Thursday 12 December 2013

AfroTwiga

Day 4 of the Global Congress on IP for the Public Interest

The Global Congress is well underway today (posts from previous days here, here, here, here, here, and here), and has split into five tracks: User Rights; Openness; Enforcement; Traditional Knowledge (TK); and Access to Medicines (A2M).

The A2M track began with a review of developments in patent laws and policies of developing countries. Julie Hill, a representative from Doctors Without Borders (MSF), debunked several myths and arguments made by pharmaceutical companies regarding access to medicines and the patent system. She cited the lack of a patent examination system in SA as the reason that over 2400 pharmaceutical patents were granted in SA in 2008 (compare with Brazil, which granted only one-tenth as many in the five year period 2003-2008). Furthermore, as Ms. Hill stated, the oft-cited figure of 1 Billion USD as the amount required to bring a drug to market is misleading or flatly contradicted by pharma’s own statements, and in any case R&D accounts for less than 16% of spending by pharma companies. [This Leo notes that most initial-stage R&D is no longer done by Big Pharma, but rather is done by small start-ups, which are then bought by Big Pharma when they find a good candidate drug.]

A topic not mentioned in the MSF presentation, although it is frequently mentioned by A2M advocates, is one of Evergreening (i.e., extending the effective patent term of drugs by filing new patent applications toward minor changes to formulations or drug identity). Nothing makes Evergreening more difficult than a strict enforcement of patentability requirements (particularly the requirement of non-obviousness). Thus, the lack of an examination system would seem to make Evergreening incredibly simple and a highly likely phenomenon. Do readers know of Evergreening examples in SA, particularly examples that would likely not have occurred had there been an examination process in place? Surely some of those 2400 SA patents from 2008 were for drugs that were previously protected by other patents…

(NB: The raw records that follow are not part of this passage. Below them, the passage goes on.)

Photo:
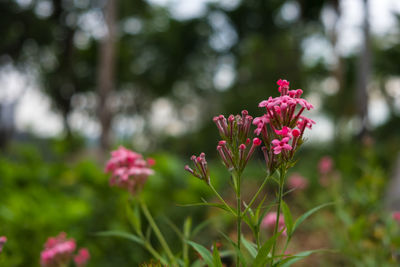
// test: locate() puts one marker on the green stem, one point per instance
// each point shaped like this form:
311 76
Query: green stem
222 200
239 218
257 234
278 212
255 196
153 252
157 232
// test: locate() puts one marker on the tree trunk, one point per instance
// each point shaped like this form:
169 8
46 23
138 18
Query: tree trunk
106 73
364 73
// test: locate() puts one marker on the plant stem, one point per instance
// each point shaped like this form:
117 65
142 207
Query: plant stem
157 232
255 196
239 218
222 200
153 252
278 212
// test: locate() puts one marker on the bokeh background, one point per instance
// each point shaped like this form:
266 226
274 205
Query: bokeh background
81 77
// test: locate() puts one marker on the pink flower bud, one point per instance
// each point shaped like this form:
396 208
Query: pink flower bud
396 216
82 257
256 141
3 240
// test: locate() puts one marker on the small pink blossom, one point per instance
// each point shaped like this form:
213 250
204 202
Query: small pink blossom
285 132
279 145
3 240
129 170
82 257
269 222
296 181
325 165
396 216
57 251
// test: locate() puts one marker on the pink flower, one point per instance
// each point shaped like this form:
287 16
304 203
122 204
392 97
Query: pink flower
3 240
82 257
129 170
200 167
296 181
279 145
57 251
285 132
396 216
269 222
325 165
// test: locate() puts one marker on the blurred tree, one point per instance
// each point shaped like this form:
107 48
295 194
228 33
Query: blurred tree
106 72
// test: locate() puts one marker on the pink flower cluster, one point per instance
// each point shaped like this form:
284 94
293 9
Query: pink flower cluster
296 181
201 169
325 165
328 174
269 222
396 216
129 170
3 240
234 148
58 251
282 126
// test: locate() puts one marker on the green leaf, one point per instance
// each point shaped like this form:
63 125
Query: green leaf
216 205
262 255
237 250
131 237
288 218
216 256
307 214
202 225
205 253
296 257
174 228
148 233
258 209
133 215
250 246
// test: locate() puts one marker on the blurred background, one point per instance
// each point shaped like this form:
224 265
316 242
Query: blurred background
80 77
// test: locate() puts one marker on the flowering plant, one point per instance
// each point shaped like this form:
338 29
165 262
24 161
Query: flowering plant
59 252
280 133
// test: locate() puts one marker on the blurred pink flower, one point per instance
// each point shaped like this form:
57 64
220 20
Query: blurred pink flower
279 145
82 257
325 165
269 222
283 125
129 170
296 181
57 251
3 240
396 216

An afternoon session led by Prof. Hafiz Aziz ur Rehman of the International Islamic University, Islamabad, Pakistan, discussed the patent status of various new drugs that are considered essential to diseases of the developing world (HIV, Tuberculosis, Hepatitis-C, cancer, etc.). Encouragingly, the A2M movement is using existing channels for challenging patent validity where such channels exist. The various patents were described as “very good” or “weaker”, with such characterizations being based on the uniqueness of the drug chemical structures (and therefore, presumably, the likelihood of finding invalidating prior art). This Leo wonders, is the A2M movement conducting pro-active invalidity searches of the prior art? Or does the movement rely on other players such as would-be generic manufacturers to do such work? A thorough prior art search can run tens-of-thousands of dollars, but compared with other activities that might be quite a bargain (particularly because a successful search can completely invalidate a patent years ahead of the expiry date). [An interesting website/concept on this is MSF's Patent Opposition Database]
Hard at work making new drugs
Alfred Bader, A Chemist's Laboratory, 1827

Another speaker in the same session, Jamie Love (Director, Knowledge Ecology International), criticized (and presented data showing) that only a few hundred patients are used, on average, in the trials to assess efficacy of various cancer drugs, and that the treatment regimens for the resulting drugs usually costs over $100,000 per year (while the drugs are on-patent).

And finally, from Jamie Love, a terrible statistic. In SA, the percentage of breast cancer diagnoses that are made at the early stage (i.e., the more treatable stage where the cancer is isolated rather than metastasized) is 30% for White women and only 5% for Black women.


There is a notable difficultly that is inherent in the arguments made here. The A2M movement wants readily available drugs for a wider variety of diseases, and drugs that have been tested on a large number of patients during trials so they are shown to be safe and effective, and drugs that are provided at low cost. More drugs, more testing, less cost. Can you have all of these things together? Is it reasonable to expect that all diseases will be treated at low cost by a single industry that, at the end of the day, is in business to make money?

Knowing that this is a terribly hot-button issue, this Leo will still ask: what do readers think?